Iterated over each set of R failing hosts. The algorithms in the proof-full approach are as follows:

  • LargestClusterVM = largest HA virtual machine on the R failing hosts.
  • Calculate AdditionalMemory, HAVMs for all hosts.
  • TotalAdditionalSpace = sum of AdditionalMemory on non-failing hosts.
  • TotalOrphanedVMs = (sum of HAVMsMB on the R failing hosts) - LargestClusterVM.
  • Compare the values:
    • If TotalOrphanedVMs > TotalAdditionalSpace, cluster may be overcommitted.
    • If TotalOrphanedVMs = 0, LargestClusterVM > 0 and TotalAdditionalSpaceMB = 0, cluster may be overcommitted.
    • If TotalOrphanedVMs < TotalAdditionalSpace for every set of failing hosts, cluster is not overcommitted.

Combining the approaches and example

None of the methods show that the cluster is overcommitted. They can show only that the cluster is not overcommitted. If none of the methods that are used can show that the cluster is not overcommitted, the cluster is flagged as overcommitted. If even a single method shows that the cluster is not overcommitted, the cluster is flagged as OK, and calculation is stopped immediately.

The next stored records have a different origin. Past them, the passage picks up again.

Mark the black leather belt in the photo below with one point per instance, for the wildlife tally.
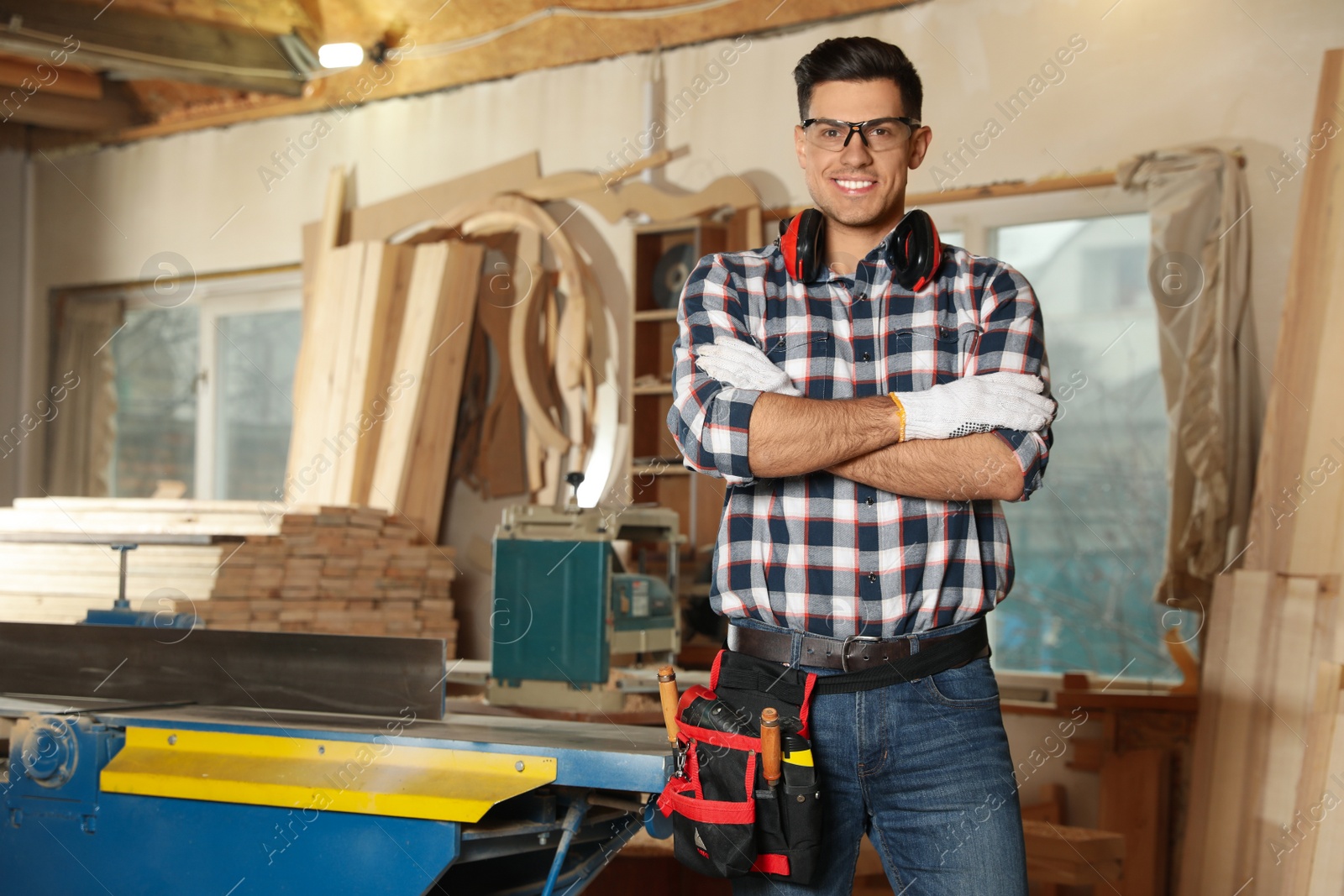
(851, 654)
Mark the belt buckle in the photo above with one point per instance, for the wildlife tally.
(844, 647)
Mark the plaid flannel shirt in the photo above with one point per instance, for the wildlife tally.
(819, 553)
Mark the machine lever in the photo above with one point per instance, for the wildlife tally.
(770, 745)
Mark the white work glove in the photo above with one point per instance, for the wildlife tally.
(978, 405)
(743, 364)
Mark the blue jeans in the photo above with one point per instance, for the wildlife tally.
(922, 768)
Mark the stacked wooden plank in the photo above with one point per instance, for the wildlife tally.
(336, 570)
(339, 571)
(1268, 782)
(380, 374)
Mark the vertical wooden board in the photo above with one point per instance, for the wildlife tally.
(1290, 696)
(1328, 862)
(339, 434)
(1300, 853)
(501, 465)
(315, 456)
(390, 289)
(432, 448)
(413, 347)
(1297, 423)
(1236, 715)
(1135, 801)
(316, 311)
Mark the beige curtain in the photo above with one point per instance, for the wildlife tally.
(85, 427)
(1200, 266)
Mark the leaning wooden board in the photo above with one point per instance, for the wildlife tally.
(1303, 419)
(410, 473)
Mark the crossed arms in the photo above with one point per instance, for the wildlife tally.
(737, 416)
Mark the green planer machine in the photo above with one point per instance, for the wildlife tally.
(564, 604)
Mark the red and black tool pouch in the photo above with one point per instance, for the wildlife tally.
(726, 820)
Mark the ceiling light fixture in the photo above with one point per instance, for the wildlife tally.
(340, 55)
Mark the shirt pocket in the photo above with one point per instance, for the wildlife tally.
(806, 356)
(922, 356)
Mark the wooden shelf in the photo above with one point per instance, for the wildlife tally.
(656, 315)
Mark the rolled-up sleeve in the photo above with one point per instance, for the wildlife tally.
(710, 419)
(1014, 340)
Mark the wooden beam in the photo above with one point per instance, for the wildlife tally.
(143, 46)
(266, 16)
(38, 74)
(1012, 188)
(1299, 499)
(546, 42)
(64, 113)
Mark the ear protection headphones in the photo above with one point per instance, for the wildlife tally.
(916, 249)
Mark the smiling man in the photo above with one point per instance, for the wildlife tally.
(867, 432)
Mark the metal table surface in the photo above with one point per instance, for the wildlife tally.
(588, 754)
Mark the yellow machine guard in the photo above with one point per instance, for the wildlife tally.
(342, 775)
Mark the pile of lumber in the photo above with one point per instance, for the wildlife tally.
(264, 567)
(381, 371)
(339, 571)
(1267, 813)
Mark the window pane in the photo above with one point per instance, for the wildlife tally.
(1089, 546)
(257, 355)
(158, 356)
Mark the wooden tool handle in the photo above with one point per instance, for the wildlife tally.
(770, 745)
(669, 698)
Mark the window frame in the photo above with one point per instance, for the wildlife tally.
(978, 219)
(214, 297)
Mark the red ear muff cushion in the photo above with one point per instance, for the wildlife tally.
(916, 250)
(790, 244)
(803, 244)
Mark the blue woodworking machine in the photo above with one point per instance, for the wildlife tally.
(242, 763)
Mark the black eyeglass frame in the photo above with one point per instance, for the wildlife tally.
(857, 127)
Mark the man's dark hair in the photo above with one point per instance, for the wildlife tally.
(858, 60)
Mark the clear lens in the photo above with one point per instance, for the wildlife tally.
(885, 134)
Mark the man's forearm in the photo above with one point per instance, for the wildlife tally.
(795, 436)
(961, 469)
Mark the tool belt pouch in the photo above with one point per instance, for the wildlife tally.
(726, 820)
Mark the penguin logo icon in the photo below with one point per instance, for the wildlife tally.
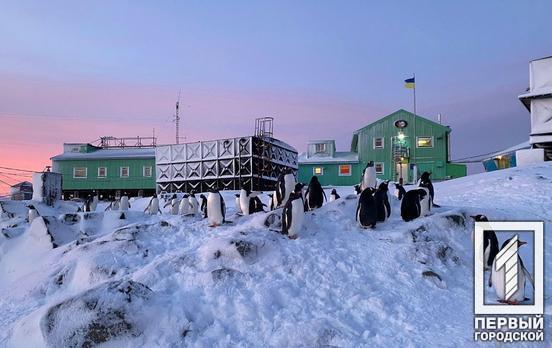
(515, 281)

However, for the full complexity analysis, if even a single set of R failing hosts shows that the cluster may be overcommitted, the method is immediately completed and does not flag the cluster as OK.

Example for these approaches

This example is designed specifically to be a borderline case. Only one method (proof-full) manages to show that the cluster is not overcommitted.

Assume that a cluster has four 32 gigabyte (GB) hosts. Host memory reserve is set to 9 GB. A 64-MB buffer is not added to virtual machine sizes in this example just to keep the numbers simpler. Cluster reserve (R) is set to 2.

Host Virtual machine settings AvailableMemory HAVMs Largest VM
Host A 4 GB HA, 4 GB HA 15 GB 8 GB 4 GB
Host B 4 GB HA, 4 GB HA 15 GB 8 GB 4 GB
Host C 8 GB HA, 8 GB non-HA 7 GB 8 GB 8 GB
Host D 6 GB non-HA, 2 GB HA, 2 GB HA 13 GB 4 GB 2 GB

Slot-simple example

Slot size = 8 GB

Host AvailableSlots UsedSlots TotalSlots
Host A 1 2 3
Host B 1 2 3
Host C 0 1 1
Host D 1 2 3

From the table, we know the following values:

  • TotalSlotsRemaining = two smallest values of TotalSlots = (1+3) = 4
  • TotalUsedSlots = 2+2+2+1 = 7

Because TotalUsedSlots is larger than TotalSlotsRemaining, the approach failed.

Slot-full example

TotalUsedSlots = 7, regardless of which hosts fail

Failing hosts Slot size AvailableSlots on remaining hosts TotalSlots on remaining hosts
A, B 4 GB C: 1, D: 3 C: 2, D: 5. Total: 7 - Good
A, C 8 GB B: 1, D: 1 B: 3, D: 3. Total: 6 - Failed
A, D 4 GB B: 3, C: 1 B: 5, C: 2. Total: 7 - Good
B, C 8 GB A: 1, D: 1 A: 3, D: 3. Total: 6 - Failed
B, D 4 GB A: 3, C: 1 A: 5, C: 2. Total: 7 - Good
C, D 8 GB A: 1, B: 1 A: 3, B: 3. Total: 6 - Failed

As some sets of failing hosts led to TotalUsedSlots > TotalSlotsRemaining, the approach has failed.

Proof-simple example

LargestClusterVM = 8 GB

Host AdditionalMemory
Host A 7 GB
Host B 7 GB
Host C 0 GB
Host D 5 GB

From the table, we know the following values:

  • TotalAdditionalSpace = two smallest values of AdditionalMemory = 0 GB + 5 GB = 5 GB.
  • TotalOrphanedVMs = (8 GB + 8 GB) - 8 GB = 8 GB.

Because TotalOrpanedVMsMB > TotalAdditionalSpace, the approach has failed.

Proof-full example

Failing hosts LargestHAVM AdditionalMemory OrphanedVMs OrphanedVMs - LargestHAVM <= AdditionalMemory
A, B 4 GB C: 3, D: 9. Total 12. A: 8, B: 8, Total 16. 16-4<=12 - Good
A, C 8 GB B: 7, D: 5. Total 12. A: 8, C: 8, Total 16. 16-8<=12 - Good
A, D 4 GB B: 11, C: 3. Total 14. A: 8, D: 4, Total 12. 12-4<=14 - Good
B, C 8 GB A: 7, D: 5. Total 12. B: 8, C: 8, Total 16. 16-8<=12 - Good
B, D 4 GB A: 11, C: 3. Total 14. B: 8, D: 4, Total 12. 12-4<=14 - Good
C, D 8 GB A: 7, B: 7. Total 14. C: 8, D: 4, Total 12. 12-8<=14 - Good

Because every set of failing hosts led to OrphanedVMs - LargestHAVM <= AdditionalMemory, the approach succeeded, and the whole cluster can be marked as OK.